As we should always do, we'll perform a train-test split on tips and will only use the training data for cross-validation.

In [10]:
from sklearn.model_selection import train_test_split
In [11]:
X = tips.drop('tip', axis=1)
y = tips['tip']
X_train, X_test, y_train, y_test = train_test_split(X, y, test_size=0.2, random_state=1)
In [12]:
# A dictionary that maps names to Pipeline objects.
pipes = {
    'total_bill only': Pipeline([
        ('trans', ColumnTransformer(
            [('keep', FunctionTransformer(lambda x: x), ['total_bill'])], 
            remainder='drop')), 
        ('lin-reg', LinearRegression())
    ]),
    'total_bill + size': Pipeline([
        ('trans', ColumnTransformer(
            [('keep', FunctionTransformer(lambda x: x), ['total_bill', 'size'])], 
            remainder='drop')), 
        ('lin-reg', LinearRegression())
    ]),
    'total_bill + size + OHE smoker': Pipeline([
        ('trans', ColumnTransformer(
            [('keep', FunctionTransformer(lambda x: x), ['total_bill', 'size']),
             ('ohe', OneHotEncoder(), ['smoker'])], 
            remainder='drop')), 
        ('lin-reg', LinearRegression())
    ]),
    'total_bill + size + OHE all': Pipeline([
        ('trans', ColumnTransformer(
            [('keep', FunctionTransformer(lambda x: x), ['total_bill', 'size']),
             ('ohe', OneHotEncoder(), ['smoker', 'sex', 'time', 'day'])], 
            remainder='drop')), 
        ('lin-reg', LinearRegression())
    ]),
}
In [13]:
pipe_df = pd.DataFrame()

for pipe in pipes:
    errs = cross_val_score(pipes[pipe], X_train, y_train,
                           cv=5, scoring='neg_root_mean_squared_error')
    pipe_df[pipe] = -errs
    
pipe_df.index = [f'Fold {i}' for i in range(1, 6)]
pipe_df.index.name = 'Validation Fold'
In [14]:
pipe_df
Out[14]:
total_bill only total_bill + size total_bill + size + OHE smoker total_bill + size + OHE all
Validation Fold
Fold 1 1.321421 1.273630 1.269500 1.294183
Fold 2 0.951671 0.921717 0.929099 0.934066
Fold 3 0.774420 0.864801 0.858623 0.867915
Fold 4 0.848454 0.838873 0.835130 0.860885
Fold 5 1.102937 1.070329 1.069948 1.083139
In [15]:
pipe_df.mean()
Out[15]:
total_bill only                   0.999780
total_bill + size                 0.993870
total_bill + size + OHE smoker    0.992460
total_bill + size + OHE all       1.008038
dtype: float64
In [16]:
pipe_df.mean().idxmin()
Out[16]:
'total_bill + size + OHE smoker'

Even though the third model has the lowest average validation RMSE, its average validation RMSE is very close to that of the other, simpler models, and as a result we'd likely use the simplest model in practice.

Summary: Generalization¶

  1. Split the data into two sets: training and test.

  2. Use only the training data when designing, training, and tuning the model.

    • Use $k$-fold cross-validation to choose hyperparameters and estimate the model's ability to generalize.
    • Do not ❌ look at the test data in this step!
  3. Commit to your final model and train it using the entire training set.

  4. Test the data using the test data.
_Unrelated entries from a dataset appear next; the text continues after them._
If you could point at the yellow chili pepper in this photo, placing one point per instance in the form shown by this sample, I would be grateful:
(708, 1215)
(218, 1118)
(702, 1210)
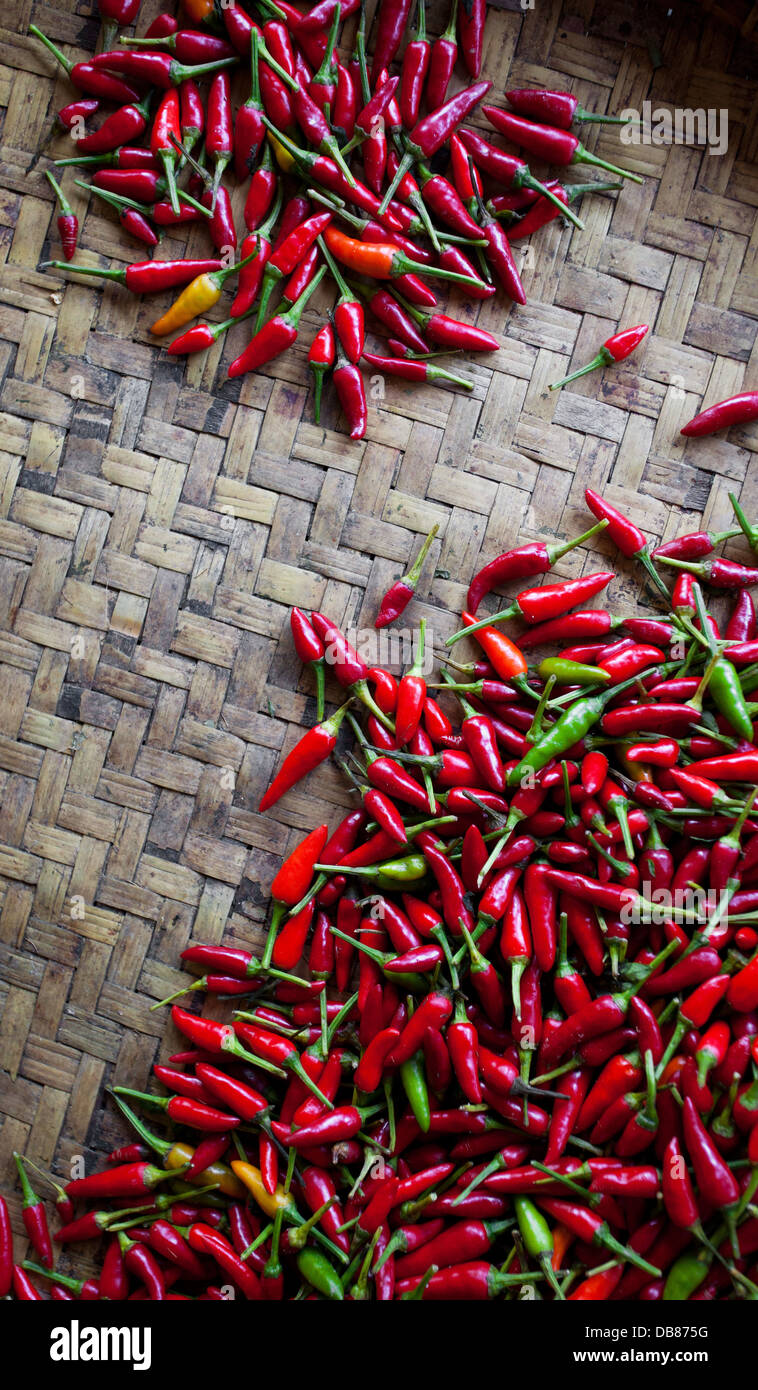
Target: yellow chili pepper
(284, 157)
(253, 1182)
(180, 1155)
(200, 295)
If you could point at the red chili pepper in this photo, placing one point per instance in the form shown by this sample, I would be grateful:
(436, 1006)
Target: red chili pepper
(555, 107)
(548, 142)
(719, 574)
(352, 394)
(536, 558)
(22, 1286)
(736, 410)
(67, 221)
(125, 1180)
(512, 173)
(694, 545)
(34, 1216)
(323, 84)
(123, 127)
(320, 359)
(616, 348)
(470, 32)
(544, 210)
(88, 77)
(159, 70)
(209, 1241)
(625, 534)
(276, 335)
(449, 332)
(73, 114)
(392, 20)
(431, 132)
(150, 277)
(416, 59)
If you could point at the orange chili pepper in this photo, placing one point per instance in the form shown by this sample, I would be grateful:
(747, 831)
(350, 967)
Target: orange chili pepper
(380, 260)
(504, 655)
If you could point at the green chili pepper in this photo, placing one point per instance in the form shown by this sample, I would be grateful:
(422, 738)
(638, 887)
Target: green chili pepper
(568, 730)
(388, 875)
(572, 673)
(686, 1275)
(728, 697)
(316, 1268)
(415, 1086)
(537, 1239)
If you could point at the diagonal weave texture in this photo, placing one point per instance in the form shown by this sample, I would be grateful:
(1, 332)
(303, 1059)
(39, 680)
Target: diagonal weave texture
(157, 521)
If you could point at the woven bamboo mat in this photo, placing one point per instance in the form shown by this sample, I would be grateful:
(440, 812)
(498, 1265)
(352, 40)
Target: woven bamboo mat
(157, 521)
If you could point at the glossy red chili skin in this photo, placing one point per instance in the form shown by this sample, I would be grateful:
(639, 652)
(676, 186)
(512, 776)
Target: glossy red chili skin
(735, 410)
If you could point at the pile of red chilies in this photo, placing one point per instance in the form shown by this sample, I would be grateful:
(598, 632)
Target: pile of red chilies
(383, 232)
(502, 1036)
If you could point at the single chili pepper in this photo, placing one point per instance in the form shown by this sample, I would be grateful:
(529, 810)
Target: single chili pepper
(736, 410)
(88, 77)
(207, 1241)
(625, 534)
(34, 1216)
(504, 655)
(120, 128)
(431, 132)
(544, 210)
(320, 359)
(572, 726)
(310, 649)
(694, 545)
(132, 216)
(616, 348)
(347, 314)
(548, 142)
(316, 1269)
(719, 574)
(391, 27)
(716, 1183)
(220, 127)
(398, 597)
(345, 104)
(352, 394)
(74, 113)
(415, 66)
(164, 136)
(442, 61)
(67, 221)
(390, 313)
(748, 531)
(323, 85)
(287, 255)
(114, 1280)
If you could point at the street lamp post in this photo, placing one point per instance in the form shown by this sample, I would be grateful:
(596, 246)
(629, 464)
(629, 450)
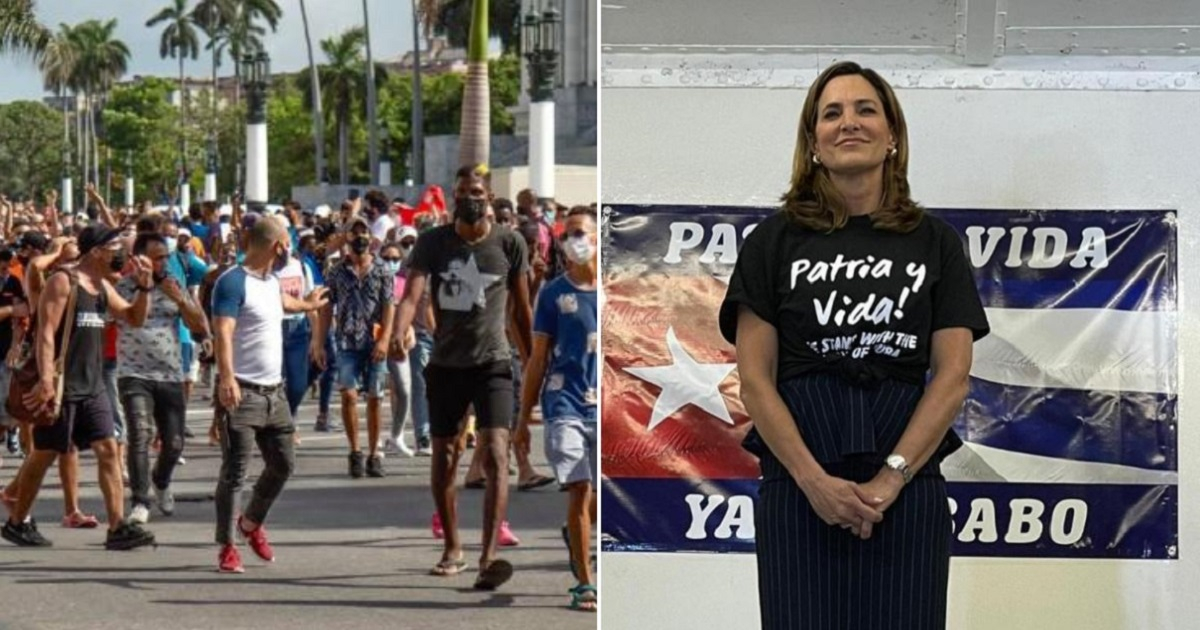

If the performance (e.g. RMSE) is not acceptable, return to step 2.

  5. Finally, train on all available data and ship the model to production! 🛳

🚨 This is the process you should always use! 🚨

Discussion Question 🤔¶

  • Suppose you have a training dataset with 1000 rows.
  • You want to decide between 20 hyperparameters for a particular model.
  • To do so, you perform 10-fold cross-validation.
  • How many times is the first row in the training dataset (X.iloc[0]) used for training a model?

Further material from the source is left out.